On the continuous history of approximation

The Difference Engine – the Charles Babbage machine, not the steampunk novel – is a device for finding successive solutions to polynomial equations by adding up the differences introduced by each term between the successive input values.

This sounds like a fairly niche market, but in fact it’s quite useful because there are a whole lot of other functions that can be approximated by polynomial equations. The approach, which is based in calculus, generates a Taylor series (or a MacLaurin series, if the approximation is for input values near zero).

Now, it happens that this collection of other functions includes logarithms:

\(ln(1+x) \approx x – x^2/2 + x^3/3 – x^4/4 + \ldots\)

and exponents:

\(e^x \approx 1 + x + x^2/2! + x^3/3! + x^4/4! + \ldots\)

and so, given a difference engine, you can make tables of logarithms and exponents.

In fact, your computer is probably using exactly this approach to calculate those functions.
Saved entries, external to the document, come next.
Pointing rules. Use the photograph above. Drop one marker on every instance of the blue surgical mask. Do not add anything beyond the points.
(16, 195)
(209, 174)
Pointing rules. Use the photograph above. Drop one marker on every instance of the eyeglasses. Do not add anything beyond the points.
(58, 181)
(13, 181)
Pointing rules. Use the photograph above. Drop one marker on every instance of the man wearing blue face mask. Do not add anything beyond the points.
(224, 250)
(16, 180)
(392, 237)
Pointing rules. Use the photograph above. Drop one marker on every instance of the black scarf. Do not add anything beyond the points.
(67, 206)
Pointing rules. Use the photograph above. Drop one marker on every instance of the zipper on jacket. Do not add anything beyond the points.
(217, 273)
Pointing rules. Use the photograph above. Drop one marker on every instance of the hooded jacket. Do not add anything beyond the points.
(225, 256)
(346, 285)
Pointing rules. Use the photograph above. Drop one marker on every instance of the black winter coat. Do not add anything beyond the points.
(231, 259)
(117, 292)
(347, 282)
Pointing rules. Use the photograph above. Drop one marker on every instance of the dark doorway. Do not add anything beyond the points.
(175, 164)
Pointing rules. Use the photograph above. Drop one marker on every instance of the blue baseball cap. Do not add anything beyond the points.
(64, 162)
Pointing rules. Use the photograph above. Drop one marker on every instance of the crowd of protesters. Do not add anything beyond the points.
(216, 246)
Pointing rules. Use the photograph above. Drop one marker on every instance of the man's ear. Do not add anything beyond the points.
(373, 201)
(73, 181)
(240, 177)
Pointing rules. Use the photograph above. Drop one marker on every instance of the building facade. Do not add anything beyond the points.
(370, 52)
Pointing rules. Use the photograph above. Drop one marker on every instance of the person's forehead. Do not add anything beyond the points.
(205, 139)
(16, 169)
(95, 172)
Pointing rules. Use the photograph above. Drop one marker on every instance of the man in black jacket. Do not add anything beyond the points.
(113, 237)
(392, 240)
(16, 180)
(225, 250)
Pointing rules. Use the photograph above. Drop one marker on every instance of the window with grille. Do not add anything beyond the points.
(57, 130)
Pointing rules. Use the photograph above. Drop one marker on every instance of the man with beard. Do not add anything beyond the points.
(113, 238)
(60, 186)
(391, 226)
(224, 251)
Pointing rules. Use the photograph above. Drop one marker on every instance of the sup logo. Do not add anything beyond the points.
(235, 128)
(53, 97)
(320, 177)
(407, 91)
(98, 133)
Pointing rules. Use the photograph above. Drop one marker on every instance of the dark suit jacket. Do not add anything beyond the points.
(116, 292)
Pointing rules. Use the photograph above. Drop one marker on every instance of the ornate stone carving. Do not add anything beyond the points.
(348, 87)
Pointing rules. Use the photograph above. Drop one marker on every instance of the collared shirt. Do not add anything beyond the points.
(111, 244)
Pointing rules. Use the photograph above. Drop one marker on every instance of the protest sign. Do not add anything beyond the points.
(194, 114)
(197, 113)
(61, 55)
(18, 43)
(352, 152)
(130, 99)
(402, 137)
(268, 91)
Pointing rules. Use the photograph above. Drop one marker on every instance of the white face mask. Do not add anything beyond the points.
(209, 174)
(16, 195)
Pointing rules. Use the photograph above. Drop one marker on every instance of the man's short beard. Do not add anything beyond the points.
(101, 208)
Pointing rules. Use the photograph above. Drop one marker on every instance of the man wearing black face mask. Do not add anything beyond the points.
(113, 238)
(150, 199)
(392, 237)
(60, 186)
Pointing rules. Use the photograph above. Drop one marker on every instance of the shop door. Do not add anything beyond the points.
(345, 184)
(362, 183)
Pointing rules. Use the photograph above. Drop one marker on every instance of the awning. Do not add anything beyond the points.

Here’s how glibc calculates ln(x) for x roughly equal to 1:

  r = x - 1.0;
  r2 = r * r;
  r3 = r * r2;
  y = r3 * (B[1] + r * B[2] + r2 * B[3]
    + r3 * (B[4] + r * B[5] + r2 * B[6]
        + r3 * (B[7] + r * B[8] + r2 * B[9] + r3 * B[10])));
  // some more twiddling that add terms in r and r*r, then return y

In other words, it works out r so that it is calculating ln(1+r), instead of ln(x). Then it adds together r + a*r^2 + b*r^3 + c*r^4 + d*r^5 + ... + k*r^12…it does the Taylor series for ln(1+r)!

Now given these approximations, we can combine numbers into probabilities (using the sigmoid function, which is in terms of e^x) and find the errors on those probabilities (using the cross entropy, which is in terms of ln(x). We can build a learning neural network!

And, more than a century after it was designed, our technique could still do it using the Difference Engine.